I've refactored it into:

        let m' =
            let rec exhaust m =
                if m % i = 0L then exhaust (m/i)
                else m
            exhaust m

but it's pretty obvious to me that the original code was way more concise and clear than this last one. Is there anything simple and clear that I'm missing regarding this refactor?

The full algorithm:

(* Calculates all the prime factors of a given integer *)
let primeFactors x =
    let rec primeFactors' = function
        | (m, _, r) when m = 1L -> r
        | (m, i, r) ->
            let mutable m' = m
            while m' % i = 0L do
                m' <- m' / i
            primeFactors' (m', (i+1L), (if m <> m' then i::r else r))
    List.rev (primeFactors' (x, 2L, []))

Answer 1

I would write it this way

let rec exhaust m i =
    match m % i with
    | 0L -> exhaust (m / i) i
    | _ -> m

Not a huge improvement, but I think it's idiomatic. Now let's look at primeFactors:

let primeFactors x =
    let rec primeFactors' = function
        | (m, _, r) when m = 1L -> r
        | (m, i, r) ->
            let m' = exhaust m i
            primeFactors' (m', (i+1L), (if m <> m' then i::r else r))
    List.rev (primeFactors' (x, 2L, []))

Let's get rid of the when:

let primeFactors x =
    let rec primeFactors' = function
        | (1L, _, r) -> r
        | (m, i, r) ->
            let m' = exhaust m i
            primeFactors' (m', (i+1L), (if m <> m' then i::r else r))
    List.rev (primeFactors' (x, 2L, []))

And tidy up a little

let primeFactors x =
    let rec primeFactors' = function
        | 1L, _, r -> r
        | m, i, r ->
            let m' = exhaust m i
            primeFactors' (m', i + 1L, if m <> m' then i::r else r)
    primeFactors' (x, 2L, []) |> List.rev

I know the style in F# is for short variable names, and I'm all for that for the most part, but I think in this case we can/should make them a bit clearer.
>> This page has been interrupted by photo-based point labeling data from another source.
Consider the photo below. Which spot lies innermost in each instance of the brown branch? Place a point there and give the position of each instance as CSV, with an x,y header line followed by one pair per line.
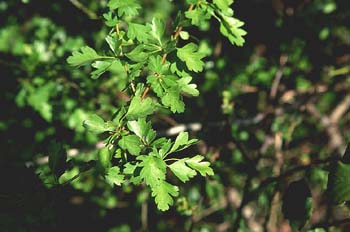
x,y
326,225
278,76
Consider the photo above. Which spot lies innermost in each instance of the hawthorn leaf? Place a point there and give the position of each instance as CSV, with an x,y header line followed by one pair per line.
x,y
202,167
84,56
173,99
142,129
223,4
104,158
165,148
110,20
138,54
140,108
190,55
157,29
155,82
164,193
180,140
96,124
180,169
131,143
114,177
153,170
101,67
231,28
134,171
186,87
138,31
198,15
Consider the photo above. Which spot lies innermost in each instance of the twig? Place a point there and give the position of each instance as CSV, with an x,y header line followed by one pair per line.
x,y
84,9
278,76
273,216
176,34
326,225
292,171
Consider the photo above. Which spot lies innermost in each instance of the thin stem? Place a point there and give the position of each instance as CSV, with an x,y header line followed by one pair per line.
x,y
175,36
171,159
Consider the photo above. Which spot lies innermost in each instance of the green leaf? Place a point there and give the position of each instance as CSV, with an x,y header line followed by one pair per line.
x,y
110,20
180,140
133,170
138,54
157,29
142,129
114,176
297,204
198,15
113,42
186,87
165,148
104,158
191,57
164,193
173,99
84,56
339,183
125,7
202,167
95,124
57,158
230,27
153,170
140,108
223,4
101,67
180,169
156,84
184,35
138,31
131,143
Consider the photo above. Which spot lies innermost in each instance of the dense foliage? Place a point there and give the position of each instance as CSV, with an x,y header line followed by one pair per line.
x,y
127,115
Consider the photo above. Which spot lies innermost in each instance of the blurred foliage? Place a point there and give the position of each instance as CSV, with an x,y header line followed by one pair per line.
x,y
278,103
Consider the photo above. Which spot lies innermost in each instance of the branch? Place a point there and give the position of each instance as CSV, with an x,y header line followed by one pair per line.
x,y
292,171
84,9
326,225
176,34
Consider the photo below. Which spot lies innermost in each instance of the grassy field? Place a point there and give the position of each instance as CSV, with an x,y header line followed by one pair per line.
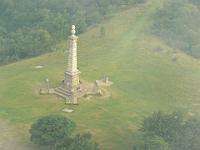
x,y
145,74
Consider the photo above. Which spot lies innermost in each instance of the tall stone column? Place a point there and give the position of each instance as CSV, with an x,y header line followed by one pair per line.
x,y
72,83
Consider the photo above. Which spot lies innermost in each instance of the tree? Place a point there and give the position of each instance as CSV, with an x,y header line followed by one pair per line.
x,y
83,142
167,126
51,130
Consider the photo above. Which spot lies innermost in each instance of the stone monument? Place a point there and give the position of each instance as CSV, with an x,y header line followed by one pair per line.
x,y
71,84
71,88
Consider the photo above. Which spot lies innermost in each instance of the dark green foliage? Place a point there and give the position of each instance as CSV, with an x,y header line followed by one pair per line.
x,y
167,126
55,132
170,131
51,130
178,24
32,27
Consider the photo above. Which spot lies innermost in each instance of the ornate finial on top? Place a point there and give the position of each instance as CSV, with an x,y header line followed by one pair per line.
x,y
73,31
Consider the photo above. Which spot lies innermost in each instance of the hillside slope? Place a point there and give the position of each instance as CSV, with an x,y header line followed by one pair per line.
x,y
147,74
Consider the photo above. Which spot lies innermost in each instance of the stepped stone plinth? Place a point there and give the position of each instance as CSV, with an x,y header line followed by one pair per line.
x,y
71,89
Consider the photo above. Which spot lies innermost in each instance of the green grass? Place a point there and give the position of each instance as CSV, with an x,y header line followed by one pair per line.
x,y
145,80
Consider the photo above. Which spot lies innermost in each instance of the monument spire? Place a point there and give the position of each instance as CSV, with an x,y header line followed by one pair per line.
x,y
71,81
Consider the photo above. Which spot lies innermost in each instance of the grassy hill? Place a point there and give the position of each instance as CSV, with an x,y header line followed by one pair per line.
x,y
148,75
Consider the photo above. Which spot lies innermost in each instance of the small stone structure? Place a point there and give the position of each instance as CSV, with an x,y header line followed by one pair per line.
x,y
71,88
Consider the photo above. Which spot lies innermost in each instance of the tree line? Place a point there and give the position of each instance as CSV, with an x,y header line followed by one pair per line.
x,y
29,28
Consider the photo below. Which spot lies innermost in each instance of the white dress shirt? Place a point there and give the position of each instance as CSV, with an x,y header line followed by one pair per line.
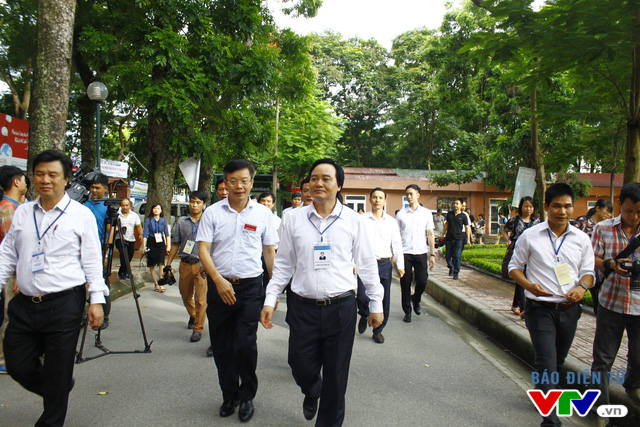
x,y
536,251
237,237
386,237
413,228
72,251
344,230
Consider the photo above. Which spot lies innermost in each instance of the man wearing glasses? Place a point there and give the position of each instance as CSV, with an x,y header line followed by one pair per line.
x,y
233,234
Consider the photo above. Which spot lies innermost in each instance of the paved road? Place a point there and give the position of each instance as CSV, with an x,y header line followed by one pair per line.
x,y
435,371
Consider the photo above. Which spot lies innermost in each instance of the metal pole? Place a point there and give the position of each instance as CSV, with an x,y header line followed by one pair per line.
x,y
98,135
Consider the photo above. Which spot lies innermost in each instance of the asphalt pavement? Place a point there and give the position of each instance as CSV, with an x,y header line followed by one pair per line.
x,y
435,371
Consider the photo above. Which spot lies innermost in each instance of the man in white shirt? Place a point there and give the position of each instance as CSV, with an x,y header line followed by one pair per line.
x,y
383,229
418,246
233,234
559,265
129,222
321,306
54,248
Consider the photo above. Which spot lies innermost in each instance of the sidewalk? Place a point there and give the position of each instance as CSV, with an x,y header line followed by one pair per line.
x,y
485,301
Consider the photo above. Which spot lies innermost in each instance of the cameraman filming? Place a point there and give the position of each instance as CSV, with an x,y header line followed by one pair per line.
x,y
619,296
99,187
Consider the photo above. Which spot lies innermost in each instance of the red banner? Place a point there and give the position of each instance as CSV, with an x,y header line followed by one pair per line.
x,y
14,141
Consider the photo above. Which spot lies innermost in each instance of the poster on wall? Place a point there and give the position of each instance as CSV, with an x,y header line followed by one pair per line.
x,y
14,141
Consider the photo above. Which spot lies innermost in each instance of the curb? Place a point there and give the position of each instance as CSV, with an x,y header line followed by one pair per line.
x,y
516,339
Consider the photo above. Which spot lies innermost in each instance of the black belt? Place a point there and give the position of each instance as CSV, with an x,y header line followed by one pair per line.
x,y
560,306
323,302
237,281
37,299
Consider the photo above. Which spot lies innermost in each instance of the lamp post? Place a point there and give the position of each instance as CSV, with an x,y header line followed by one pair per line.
x,y
97,91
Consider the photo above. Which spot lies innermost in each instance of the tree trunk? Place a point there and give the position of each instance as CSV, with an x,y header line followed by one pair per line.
x,y
51,76
162,164
538,162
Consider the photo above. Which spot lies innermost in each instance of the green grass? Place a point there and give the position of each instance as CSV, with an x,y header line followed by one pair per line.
x,y
489,258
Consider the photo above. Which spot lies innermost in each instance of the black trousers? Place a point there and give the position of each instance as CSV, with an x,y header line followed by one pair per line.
x,y
551,333
233,332
129,249
50,328
321,338
419,265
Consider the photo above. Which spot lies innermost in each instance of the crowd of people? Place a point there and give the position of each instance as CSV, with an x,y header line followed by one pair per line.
x,y
237,259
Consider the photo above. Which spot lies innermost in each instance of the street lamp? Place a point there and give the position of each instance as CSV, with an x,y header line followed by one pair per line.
x,y
97,92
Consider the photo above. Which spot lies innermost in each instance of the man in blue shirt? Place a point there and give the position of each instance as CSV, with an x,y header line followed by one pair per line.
x,y
99,187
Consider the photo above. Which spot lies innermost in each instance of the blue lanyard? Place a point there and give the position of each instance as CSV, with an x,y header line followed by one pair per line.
x,y
50,225
193,233
327,227
557,251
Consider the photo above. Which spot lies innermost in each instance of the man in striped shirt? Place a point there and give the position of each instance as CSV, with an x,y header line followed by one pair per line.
x,y
619,301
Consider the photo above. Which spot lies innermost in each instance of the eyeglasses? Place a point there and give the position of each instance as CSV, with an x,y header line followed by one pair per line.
x,y
235,183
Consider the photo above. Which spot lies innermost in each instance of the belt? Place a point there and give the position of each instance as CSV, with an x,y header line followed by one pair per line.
x,y
323,302
560,306
237,281
37,299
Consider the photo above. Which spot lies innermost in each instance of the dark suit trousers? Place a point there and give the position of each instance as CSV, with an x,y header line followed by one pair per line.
x,y
233,332
419,265
384,271
551,333
50,328
321,338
let rec exhaust n factor =
    match n % factor with
    | 0L -> exhaust (n / factor) factor
    | _ -> n

let rec primeFactors' = function
    | 1L, _, factors -> factors
    | n, factor, factors ->
        let m = exhaust n factor
        primeFactors' (m, factor + 1L, if n <> m then factor::factors else factors)

let primeFactors n =
    primeFactors' (n, 2L, []) |> List.rev

Answer 2

It's been said that "recursion is the goto of functional programming". If you don't get the tail recursion right, your stack can explode, so I like to use alternatives like fold if I can.

In this case, how about using the under-appreciated unfold (PDF) instead?

let rec exhaust n factor =
    match n % factor with
    | 0L -> exhaust (n / factor) factor
    | _ -> n

let nextFactor (n,factor) =
    if n = 1L then 
        None  // None means terminate the unfold
    else         
        let m = exhaust n factor
        let maybePrimeFactor = if n <> m then Some factor else None
        let newState = m, (factor + 1L)
        Some (maybePrimeFactor,newState) // Some means keep the unfold going

let primeFactors n =    
    (n, 2L) 
    |> Seq.unfold nextFactor // this will contain Nones for non-prime factors 
    |> Seq.choose id         // so filter them out

No recursion in the prime factor generation now, but because it uses seq rather than list it is probably not as performant as the list version.

And because the "looping" is separated from the "processing", some people might consider this code somewhat cleaner as a result.